UPDATE: This was mostly a non-event and shouldn’t have impacted many users.
Amazon has given us a notice that their will be a maintenance window on the data centers that host the primary cloud servers for the designrelated.com app starting at 11PM EST tonight.
We’ve been working over the last few weeks to build an automation tool to quickly launch new cloud servers for cases like this and some planned growth and changes in 2012.
The estimated window lasts about 6 hours, but we may have an outage of as little as 6 minutes. :)
UPDATE: October 20th, 11:30PM EST
Turns out a wacky kernel failure caused the design:related app to require a rebuild from scratch. As fun as that sounds, we ran through the whole process a couple times and have been testing all of the functionality. The site should start to come back online for most people tomorrow morning, but it might take up to 24 hours to reach everyone. Thanks for your patience!
UPDATE: October 19th, 6:00PM EST
We came up with a plan last night after getting to the root of the problem. Something unusual happened to our server connections due to a hardware crash, which has slowed things down considerably in terms of getting the site back online. Unfortunately, the process is a bit time consuming, but we’ll post any additional updates here.
Apparently one of Amazon’s cloud servers crashed last night, which took down the design:related site/service with it. We ran into a snag after their servers restarted, and we’re working on fixing this asap to get things back online just as soon as we can. We apologize for the inconvenience!
Designrelated.com is down due to network issues affecting all sites with our service provider. They’re working to correct it ASAP. (See update below) … We are putting up the information as it comes through, and we are very sorry for the inconvenience!
Update 10:00PM EST: The main designrelated.com site started to come back online as of about 2 and 1/2 hours ago. We are continuing to monitor things as Rimu Hosting restores service for all of their customers after a major power outage event.
“There has been an issue affecting one of our 6 service entrances. The actual ATS (Automatic Transfer Switch) is having an issue and all vendors are on site. Unfortunately, this is affecting service entrance 2 in the 3000 Irving facility so it is affecting a lot of the customers that have been here the longest…
Our electrical contractors, UPS maintenance team and generator contractor are all on-site and working to determine what the best course of action is to get this back up.”
In basic terms, this results to a wide-scale power outage that has affected all of their customers who host in Dallas, including design:related
, with an unknown ETA for when it will be back online (ETA was posted around 5:30PM EST).
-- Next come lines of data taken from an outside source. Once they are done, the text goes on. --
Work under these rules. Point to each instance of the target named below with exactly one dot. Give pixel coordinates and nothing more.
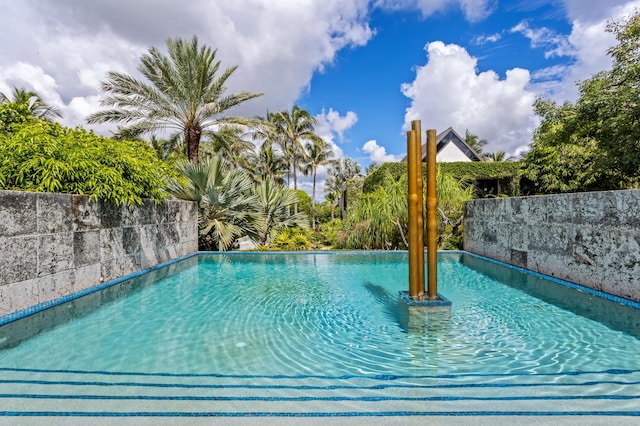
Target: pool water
(334, 314)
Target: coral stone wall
(590, 238)
(54, 244)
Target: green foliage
(304, 202)
(507, 172)
(275, 203)
(183, 92)
(13, 115)
(379, 220)
(31, 100)
(560, 160)
(41, 156)
(593, 144)
(290, 239)
(229, 208)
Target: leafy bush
(290, 239)
(507, 172)
(37, 155)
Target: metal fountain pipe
(432, 226)
(416, 125)
(416, 287)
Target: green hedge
(507, 172)
(41, 156)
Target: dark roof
(447, 137)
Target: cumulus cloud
(330, 123)
(449, 92)
(555, 44)
(486, 39)
(589, 42)
(378, 154)
(76, 42)
(474, 10)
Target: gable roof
(446, 137)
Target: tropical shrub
(506, 172)
(40, 156)
(228, 207)
(290, 239)
(380, 218)
(276, 203)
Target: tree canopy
(594, 143)
(184, 93)
(37, 155)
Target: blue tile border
(14, 316)
(22, 313)
(326, 414)
(579, 287)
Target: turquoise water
(335, 314)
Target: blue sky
(364, 68)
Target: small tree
(228, 207)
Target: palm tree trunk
(192, 139)
(313, 202)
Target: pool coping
(22, 313)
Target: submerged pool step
(30, 392)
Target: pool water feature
(326, 327)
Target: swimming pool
(297, 324)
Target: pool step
(79, 393)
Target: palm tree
(341, 171)
(274, 202)
(229, 143)
(269, 165)
(184, 93)
(294, 127)
(34, 103)
(228, 206)
(319, 153)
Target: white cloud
(449, 92)
(474, 10)
(589, 42)
(555, 44)
(277, 44)
(485, 39)
(378, 154)
(330, 123)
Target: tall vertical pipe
(415, 289)
(432, 226)
(416, 126)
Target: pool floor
(506, 380)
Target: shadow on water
(13, 333)
(614, 315)
(410, 319)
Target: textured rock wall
(589, 238)
(55, 244)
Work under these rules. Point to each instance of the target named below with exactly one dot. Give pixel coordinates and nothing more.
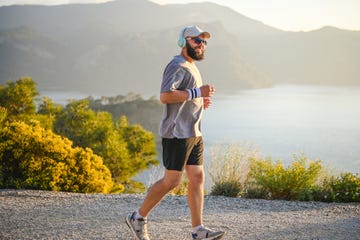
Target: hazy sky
(291, 15)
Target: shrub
(35, 158)
(283, 183)
(346, 187)
(229, 168)
(227, 189)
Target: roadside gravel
(27, 214)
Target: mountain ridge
(123, 46)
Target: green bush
(346, 187)
(227, 189)
(283, 183)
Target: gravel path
(26, 214)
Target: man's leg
(195, 174)
(171, 179)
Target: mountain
(124, 45)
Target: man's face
(195, 48)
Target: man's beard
(192, 53)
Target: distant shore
(28, 214)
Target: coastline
(30, 214)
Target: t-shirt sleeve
(173, 79)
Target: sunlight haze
(299, 15)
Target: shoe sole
(127, 220)
(215, 238)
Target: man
(185, 98)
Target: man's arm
(177, 96)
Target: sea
(320, 122)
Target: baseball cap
(194, 31)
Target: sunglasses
(198, 40)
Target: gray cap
(195, 31)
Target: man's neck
(186, 56)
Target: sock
(137, 215)
(195, 229)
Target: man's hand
(207, 102)
(207, 90)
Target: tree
(126, 149)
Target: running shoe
(137, 226)
(206, 233)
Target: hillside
(123, 46)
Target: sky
(289, 15)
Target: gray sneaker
(137, 226)
(206, 233)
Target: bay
(322, 122)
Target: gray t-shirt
(181, 120)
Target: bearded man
(184, 97)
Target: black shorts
(180, 152)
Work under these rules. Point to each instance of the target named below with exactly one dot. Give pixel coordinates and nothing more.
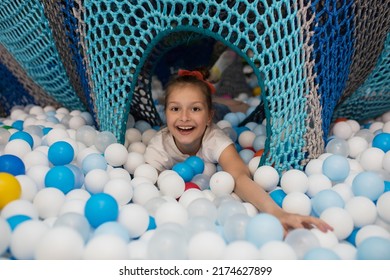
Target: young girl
(190, 131)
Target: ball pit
(68, 191)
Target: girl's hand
(292, 221)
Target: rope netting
(308, 56)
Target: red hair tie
(198, 75)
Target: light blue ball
(336, 168)
(374, 248)
(263, 228)
(368, 184)
(60, 153)
(101, 208)
(232, 118)
(325, 199)
(320, 253)
(196, 163)
(246, 155)
(184, 170)
(113, 228)
(94, 161)
(22, 135)
(60, 177)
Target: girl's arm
(250, 191)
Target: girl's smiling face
(188, 116)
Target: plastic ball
(374, 248)
(222, 183)
(301, 240)
(23, 136)
(336, 168)
(196, 163)
(184, 170)
(134, 218)
(267, 177)
(383, 206)
(382, 141)
(60, 243)
(368, 184)
(297, 203)
(263, 228)
(101, 208)
(326, 199)
(93, 161)
(61, 153)
(294, 180)
(10, 189)
(60, 177)
(12, 164)
(362, 210)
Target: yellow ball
(10, 189)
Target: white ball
(357, 145)
(371, 159)
(171, 185)
(134, 160)
(116, 154)
(267, 177)
(5, 233)
(147, 171)
(383, 206)
(171, 212)
(106, 247)
(341, 221)
(25, 238)
(120, 189)
(362, 210)
(222, 183)
(48, 202)
(342, 130)
(370, 231)
(297, 203)
(135, 218)
(60, 243)
(95, 180)
(206, 245)
(277, 250)
(294, 180)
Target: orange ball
(10, 189)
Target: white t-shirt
(162, 152)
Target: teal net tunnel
(315, 60)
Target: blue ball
(263, 228)
(184, 170)
(382, 141)
(16, 220)
(60, 177)
(12, 164)
(60, 153)
(320, 253)
(325, 199)
(368, 184)
(196, 163)
(93, 161)
(278, 196)
(23, 136)
(336, 168)
(101, 208)
(18, 124)
(374, 248)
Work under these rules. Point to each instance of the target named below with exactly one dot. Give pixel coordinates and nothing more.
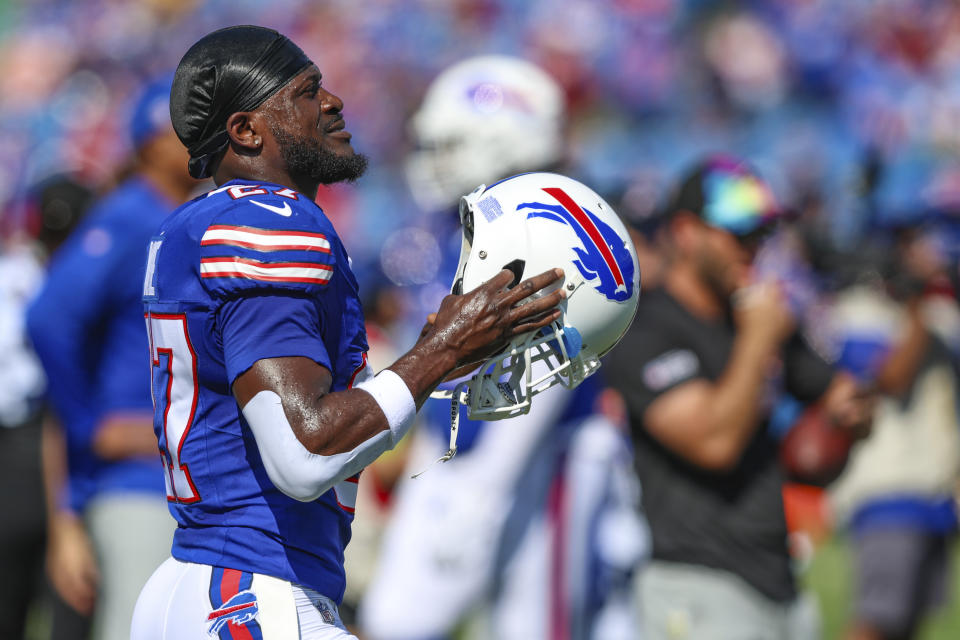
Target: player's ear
(242, 127)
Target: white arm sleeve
(291, 467)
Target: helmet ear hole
(516, 268)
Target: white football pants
(187, 601)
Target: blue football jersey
(246, 272)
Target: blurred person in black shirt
(699, 369)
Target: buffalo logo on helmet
(602, 254)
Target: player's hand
(761, 311)
(476, 324)
(849, 405)
(71, 564)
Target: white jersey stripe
(257, 240)
(228, 267)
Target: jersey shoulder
(259, 238)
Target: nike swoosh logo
(284, 211)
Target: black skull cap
(227, 71)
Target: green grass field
(830, 578)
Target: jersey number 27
(174, 384)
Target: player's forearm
(290, 465)
(901, 365)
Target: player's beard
(308, 158)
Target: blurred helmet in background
(529, 224)
(481, 120)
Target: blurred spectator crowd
(812, 91)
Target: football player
(265, 409)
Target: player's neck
(307, 188)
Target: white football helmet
(531, 223)
(482, 119)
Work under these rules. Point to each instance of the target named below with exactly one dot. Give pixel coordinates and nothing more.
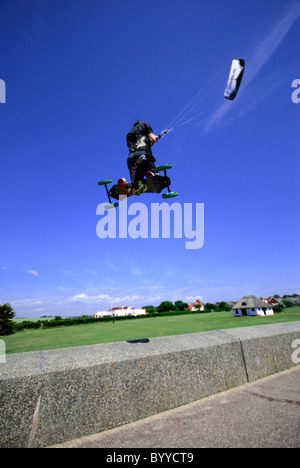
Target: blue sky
(78, 74)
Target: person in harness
(141, 161)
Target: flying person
(141, 161)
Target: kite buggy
(145, 176)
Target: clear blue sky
(78, 74)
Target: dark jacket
(137, 138)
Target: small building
(271, 300)
(197, 305)
(251, 305)
(120, 312)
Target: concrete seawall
(90, 389)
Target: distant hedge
(67, 322)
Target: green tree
(6, 315)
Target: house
(120, 312)
(251, 305)
(197, 305)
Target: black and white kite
(234, 79)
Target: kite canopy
(234, 79)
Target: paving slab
(262, 414)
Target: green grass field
(79, 335)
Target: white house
(251, 305)
(120, 312)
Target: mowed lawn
(134, 329)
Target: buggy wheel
(111, 205)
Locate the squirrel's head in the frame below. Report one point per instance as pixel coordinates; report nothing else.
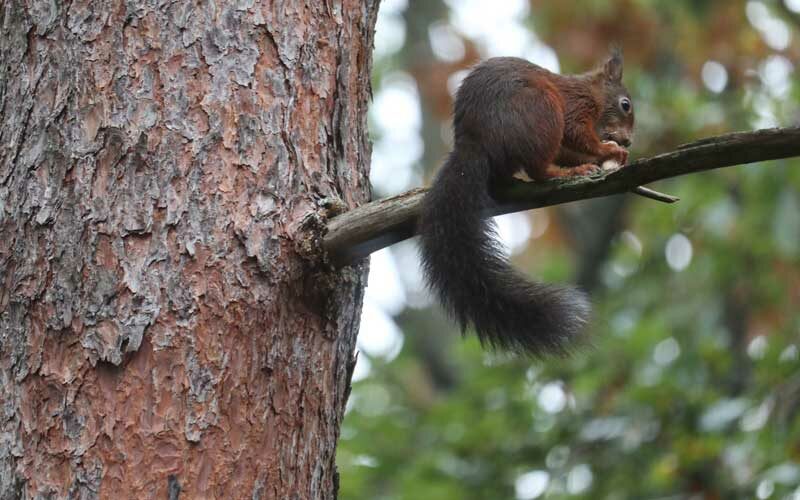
(616, 118)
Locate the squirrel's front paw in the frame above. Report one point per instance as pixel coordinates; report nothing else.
(613, 151)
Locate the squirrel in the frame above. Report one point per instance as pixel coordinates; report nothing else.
(512, 116)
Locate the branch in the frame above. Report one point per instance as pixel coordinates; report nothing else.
(355, 234)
Rimu is working on restoring services as soon as they can. Toggl’s support page has a long thread on the work that is currently underway.
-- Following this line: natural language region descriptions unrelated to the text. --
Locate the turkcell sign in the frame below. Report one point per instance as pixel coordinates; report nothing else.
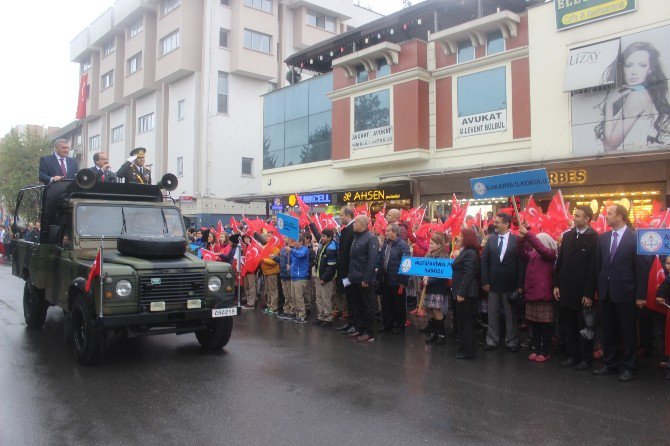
(518, 183)
(651, 242)
(288, 226)
(316, 198)
(426, 266)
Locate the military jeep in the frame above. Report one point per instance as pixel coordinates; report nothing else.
(148, 285)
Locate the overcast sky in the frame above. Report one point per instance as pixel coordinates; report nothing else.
(39, 83)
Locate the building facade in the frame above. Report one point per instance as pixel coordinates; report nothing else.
(443, 92)
(185, 79)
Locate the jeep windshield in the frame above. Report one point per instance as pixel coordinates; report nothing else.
(111, 221)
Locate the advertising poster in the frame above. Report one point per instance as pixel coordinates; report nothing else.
(633, 115)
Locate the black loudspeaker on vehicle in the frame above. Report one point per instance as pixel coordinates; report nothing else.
(168, 182)
(85, 178)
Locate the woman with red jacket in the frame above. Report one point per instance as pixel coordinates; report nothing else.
(539, 253)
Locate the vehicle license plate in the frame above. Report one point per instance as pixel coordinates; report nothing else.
(223, 312)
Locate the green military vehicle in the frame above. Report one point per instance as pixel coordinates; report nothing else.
(148, 284)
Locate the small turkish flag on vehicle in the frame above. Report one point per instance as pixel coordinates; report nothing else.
(95, 272)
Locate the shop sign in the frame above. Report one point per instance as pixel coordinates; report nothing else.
(481, 123)
(570, 13)
(653, 242)
(372, 195)
(518, 183)
(276, 204)
(567, 177)
(425, 266)
(316, 198)
(373, 137)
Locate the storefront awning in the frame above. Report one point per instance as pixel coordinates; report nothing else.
(592, 66)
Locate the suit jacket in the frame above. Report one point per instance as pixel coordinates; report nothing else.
(108, 175)
(505, 276)
(573, 266)
(465, 281)
(131, 173)
(624, 279)
(50, 167)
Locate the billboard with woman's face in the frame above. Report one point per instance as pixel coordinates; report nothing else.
(633, 113)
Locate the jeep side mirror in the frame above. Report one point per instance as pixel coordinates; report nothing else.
(54, 231)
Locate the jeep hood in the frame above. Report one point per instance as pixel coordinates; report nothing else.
(186, 261)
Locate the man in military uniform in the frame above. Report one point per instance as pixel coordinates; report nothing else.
(133, 169)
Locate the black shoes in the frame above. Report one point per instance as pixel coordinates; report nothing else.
(570, 362)
(604, 370)
(626, 376)
(583, 365)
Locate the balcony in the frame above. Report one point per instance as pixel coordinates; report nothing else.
(102, 28)
(475, 30)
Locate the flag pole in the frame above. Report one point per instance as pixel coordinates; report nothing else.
(102, 280)
(516, 210)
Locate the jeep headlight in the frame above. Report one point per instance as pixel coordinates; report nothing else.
(214, 284)
(123, 288)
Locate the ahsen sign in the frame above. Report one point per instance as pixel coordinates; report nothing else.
(479, 124)
(374, 137)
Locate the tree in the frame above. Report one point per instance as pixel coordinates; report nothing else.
(19, 161)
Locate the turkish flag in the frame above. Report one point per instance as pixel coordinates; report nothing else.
(83, 96)
(209, 256)
(95, 271)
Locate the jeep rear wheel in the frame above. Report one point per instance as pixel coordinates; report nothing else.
(216, 335)
(34, 306)
(87, 339)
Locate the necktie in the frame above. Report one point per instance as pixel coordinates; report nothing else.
(500, 241)
(615, 244)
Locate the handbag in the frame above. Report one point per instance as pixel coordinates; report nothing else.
(516, 298)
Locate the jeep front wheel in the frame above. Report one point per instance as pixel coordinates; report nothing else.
(34, 306)
(88, 340)
(216, 335)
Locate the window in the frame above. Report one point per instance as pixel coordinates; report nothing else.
(145, 123)
(247, 165)
(170, 43)
(94, 143)
(257, 41)
(180, 166)
(361, 74)
(136, 27)
(482, 102)
(495, 43)
(117, 134)
(384, 68)
(297, 123)
(466, 51)
(372, 110)
(223, 37)
(85, 65)
(108, 47)
(222, 93)
(107, 80)
(180, 109)
(168, 6)
(134, 63)
(263, 5)
(321, 20)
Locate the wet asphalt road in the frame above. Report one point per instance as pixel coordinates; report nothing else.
(280, 383)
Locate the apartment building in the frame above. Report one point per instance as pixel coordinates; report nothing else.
(185, 80)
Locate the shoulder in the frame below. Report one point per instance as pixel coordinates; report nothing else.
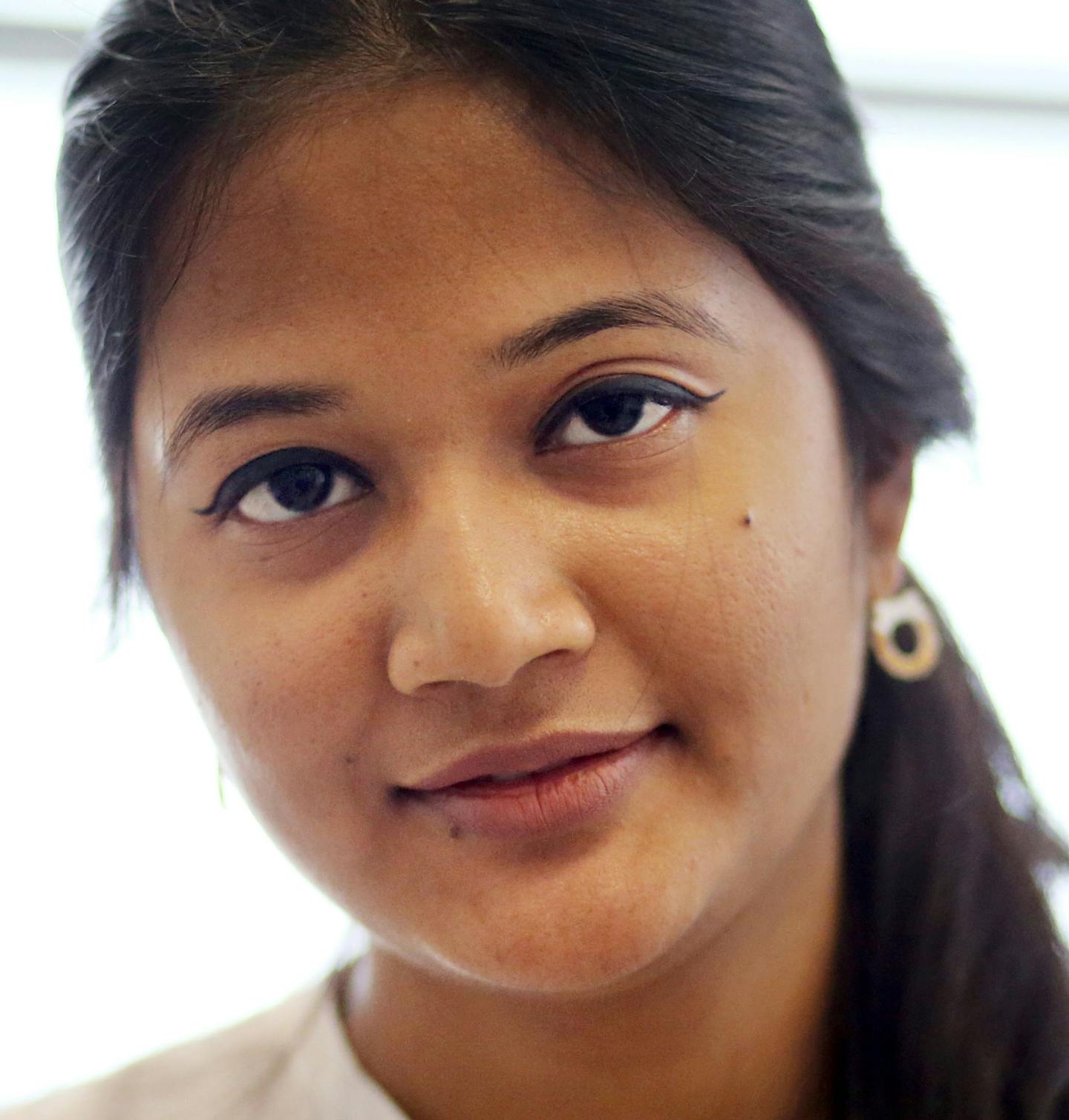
(229, 1073)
We have been working with RimuHosting in some capacity since 2007, and we were really hoping they would be a large-scale solution for design:related’s architecture in 2011 and beyond. Our small team is actively discussing making some major changes in the near future so that we can prevent issues like this from occurring again down the road. This is likely to include a transition to more cloud computing and additional server redundancy. We have been using Amazon S3 to store/serve images for some time now, and we will be working on optimizing our app to best compliment this as well.
We sincerely apologize for the issues, and we thank you again for your patience as we continue to build and enhance the design:related platform.
Check back for updates here and on Matt Sung’s twitter.
UPDATE: July 14th, 10:15PM:
After much investigation, we confirmed that the issues with some integral user actions on design:related were related to a hardware/network issue with some servers in the cluster, and we’re doing a bit of maintenance after we had a short outage for 10 minutes or so.
We hope to be back at full capacity once we verify that everything is running smoothly.
UPDATE: July 4th, 11:15PM:
Please note that we will have some needed downtime starting around 1:30AM EST on Tuesday, July 5th due to maintenance required by our hosting company. Our team blog will be still be up and running, and we will post any updates here. The network hardware is still having some issues that affects the entire data center, so they will be rebooting all their systems.
Hopefully, it won’t take more than 15 minutes or so. If it takes much longer, it is either because:
A) Our hosting company is spending a little more time than planned on the network maintenance…
B) We are making sure that everything is running smoothly before restoring full service.
Thanks in advance for your patience!
– Your friends @ design:related